Diplomatic manoeuvres

Despite this, the sudden escalation on Friday immediately alarmed the diplomacies in the region. The Russian Foreign Ministry called on the two countries to cease fighting immediately and to try to overcome their divisions through diplomacy. Moscow is in a privileged position to intervene because it has good relations with Islamabad - Premier Shehbaz Sharif is expected in the Russian capital in the coming days - and at the same time is the only country to have diplomatically recognised the Taliban government in Kabul. Beijing has expressed deep concern about the clashes. Iran has offered to mediate.

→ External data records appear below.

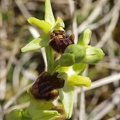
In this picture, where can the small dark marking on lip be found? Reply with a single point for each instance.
(59, 41)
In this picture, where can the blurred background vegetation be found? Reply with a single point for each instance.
(18, 70)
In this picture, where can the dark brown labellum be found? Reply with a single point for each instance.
(46, 85)
(59, 41)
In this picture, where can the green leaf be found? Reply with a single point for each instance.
(45, 115)
(93, 55)
(67, 96)
(77, 80)
(79, 67)
(36, 43)
(66, 59)
(84, 38)
(43, 25)
(48, 13)
(77, 50)
(15, 115)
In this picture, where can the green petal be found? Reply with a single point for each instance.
(77, 80)
(67, 96)
(79, 67)
(77, 50)
(43, 25)
(67, 59)
(15, 115)
(84, 38)
(48, 13)
(36, 43)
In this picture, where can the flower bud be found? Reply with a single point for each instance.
(93, 55)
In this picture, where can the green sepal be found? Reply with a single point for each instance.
(79, 67)
(18, 114)
(49, 57)
(67, 59)
(15, 115)
(93, 55)
(43, 25)
(37, 43)
(84, 38)
(39, 105)
(49, 17)
(40, 110)
(77, 50)
(77, 80)
(67, 97)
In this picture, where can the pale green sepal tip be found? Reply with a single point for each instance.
(85, 37)
(77, 80)
(67, 97)
(93, 55)
(15, 115)
(33, 45)
(37, 43)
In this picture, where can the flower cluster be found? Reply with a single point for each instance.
(62, 74)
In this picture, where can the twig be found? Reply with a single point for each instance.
(99, 112)
(92, 16)
(112, 25)
(101, 82)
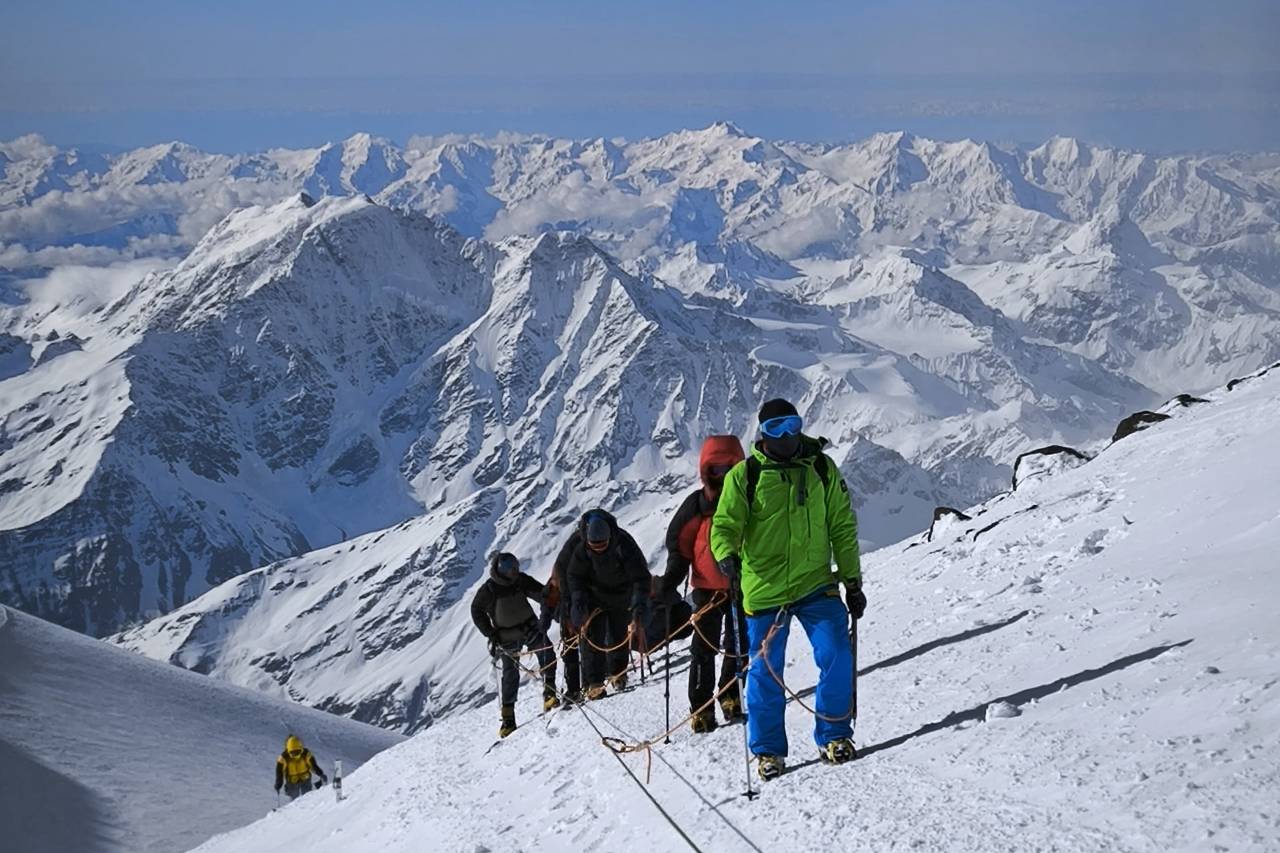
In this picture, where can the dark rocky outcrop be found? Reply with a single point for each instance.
(1232, 384)
(1046, 460)
(945, 516)
(1137, 422)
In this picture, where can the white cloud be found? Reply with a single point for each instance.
(576, 199)
(798, 233)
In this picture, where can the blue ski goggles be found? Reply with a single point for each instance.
(780, 427)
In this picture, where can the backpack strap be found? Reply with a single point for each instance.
(753, 479)
(821, 465)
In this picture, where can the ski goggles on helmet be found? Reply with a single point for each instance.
(780, 427)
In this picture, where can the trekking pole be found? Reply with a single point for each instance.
(666, 669)
(853, 648)
(741, 685)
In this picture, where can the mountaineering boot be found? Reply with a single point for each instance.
(839, 751)
(703, 721)
(769, 766)
(508, 720)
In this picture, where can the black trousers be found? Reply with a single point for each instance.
(296, 789)
(717, 626)
(572, 662)
(608, 629)
(535, 639)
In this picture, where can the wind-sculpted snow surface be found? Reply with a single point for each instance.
(106, 752)
(1087, 664)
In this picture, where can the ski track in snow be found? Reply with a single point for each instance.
(1124, 621)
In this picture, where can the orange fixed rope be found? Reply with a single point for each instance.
(764, 653)
(626, 641)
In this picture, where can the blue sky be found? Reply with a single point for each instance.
(236, 76)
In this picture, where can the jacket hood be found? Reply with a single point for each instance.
(607, 516)
(496, 575)
(720, 450)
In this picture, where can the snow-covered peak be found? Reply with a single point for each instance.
(1087, 664)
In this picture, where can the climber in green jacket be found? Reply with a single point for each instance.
(784, 516)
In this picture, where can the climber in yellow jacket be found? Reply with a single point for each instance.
(293, 769)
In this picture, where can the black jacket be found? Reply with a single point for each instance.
(613, 579)
(501, 610)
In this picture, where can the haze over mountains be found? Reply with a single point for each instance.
(396, 359)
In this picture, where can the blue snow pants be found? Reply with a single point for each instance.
(826, 621)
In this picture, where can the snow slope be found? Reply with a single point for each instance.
(1089, 664)
(320, 370)
(103, 751)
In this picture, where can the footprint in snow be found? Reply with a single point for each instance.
(1093, 543)
(1001, 711)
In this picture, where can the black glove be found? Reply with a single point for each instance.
(855, 600)
(640, 605)
(731, 568)
(579, 611)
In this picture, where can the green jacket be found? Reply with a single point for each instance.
(786, 544)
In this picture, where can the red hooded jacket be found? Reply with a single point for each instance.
(689, 532)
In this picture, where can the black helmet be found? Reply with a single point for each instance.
(504, 565)
(598, 532)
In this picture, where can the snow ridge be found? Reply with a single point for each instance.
(1083, 665)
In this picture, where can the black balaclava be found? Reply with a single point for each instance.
(787, 446)
(504, 568)
(598, 533)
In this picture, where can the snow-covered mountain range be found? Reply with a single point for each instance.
(1084, 665)
(108, 752)
(462, 343)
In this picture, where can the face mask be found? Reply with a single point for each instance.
(784, 447)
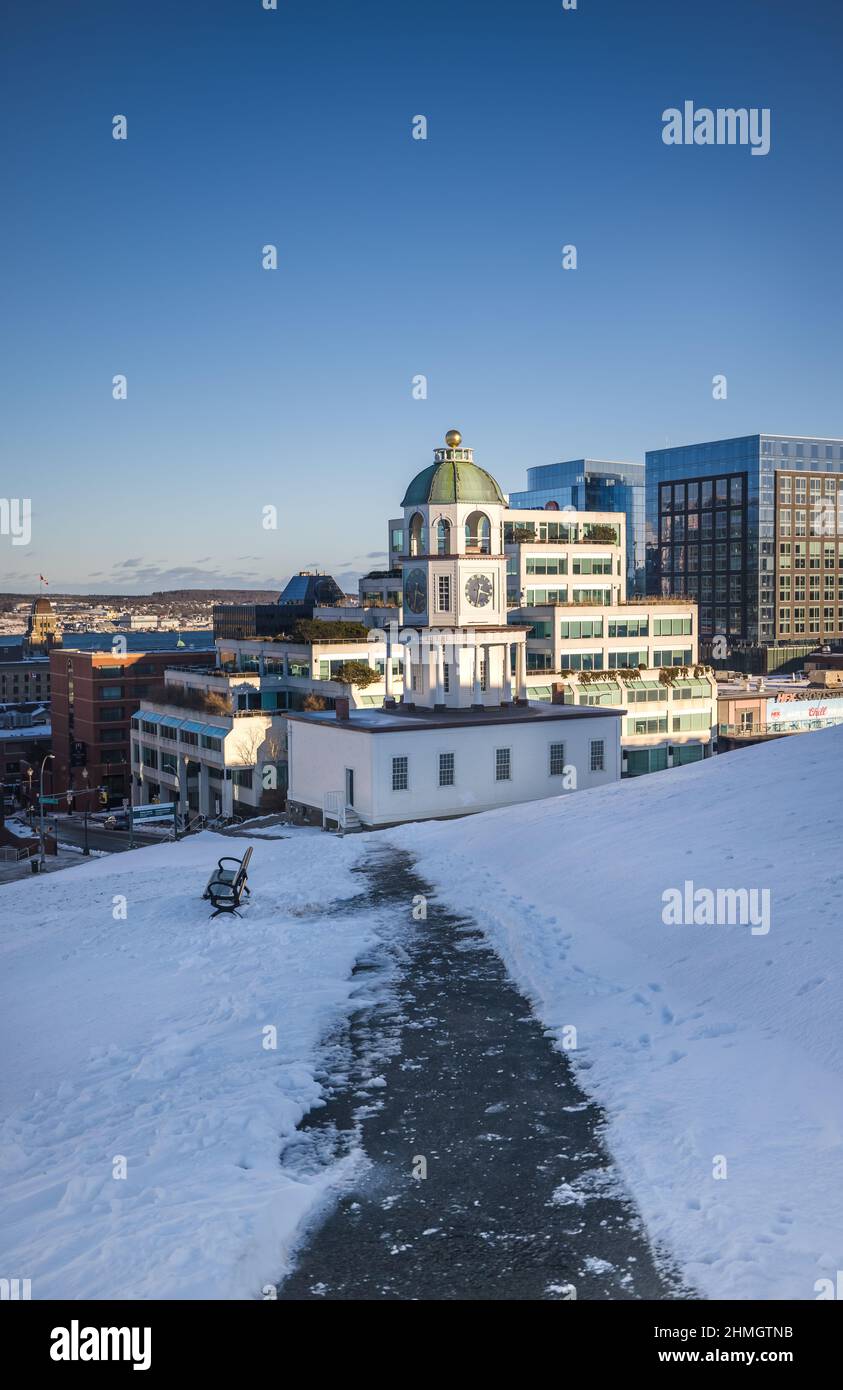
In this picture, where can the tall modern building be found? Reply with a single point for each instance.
(753, 530)
(591, 485)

The night-time bombings between Thursday and Friday marked a deepening of the crisis. On the night between Saturday and Sunday, the Pakistani Armed Forces had carried out targeted attacks in the Afghan provinces of Nangarhar and Paktika against "seven terrorist hideouts and training camps", which can be traced back to two extremist formations - Tehrik-e-Taliban Pakistan (Ttp) and Islamic State-Khorasan Province (Iskp) - that want to overthrow the government in Islamabad to establish a caliphate. An operation to which Kabul responded on Thursday evening with the border raid that triggered the Pakistani reaction yesterday.

An alliance now over

The 'open war' between the two countries is surprising because the emergence of the Taliban in the early 1990s was looked upon favourably by Pakistan, which, focused as it was on its south-eastern rivalry with India, was happy to have a friendly government on its north-western borders that could guarantee it what in military jargon is called 'strategic depth', i.e. a territory in which to regroup and from which to counter-attack in the event of an Indian invasion. The once good relations between the Pakistani government and the Afghan Taliban have been deteriorating since 2022 as attacks have intensified.

The figures provided by the two countries about the number of casualties in the last few hours are so divergent - and difficult to verify - that they cannot be considered credible. Islamabad claims to have eliminated at least 274 Afghan soldiers and militants. Kabul says it killed 55 Pakistani soldiers, including some whose bodies were allegedly taken to Afghanistan, while others were 'captured alive'.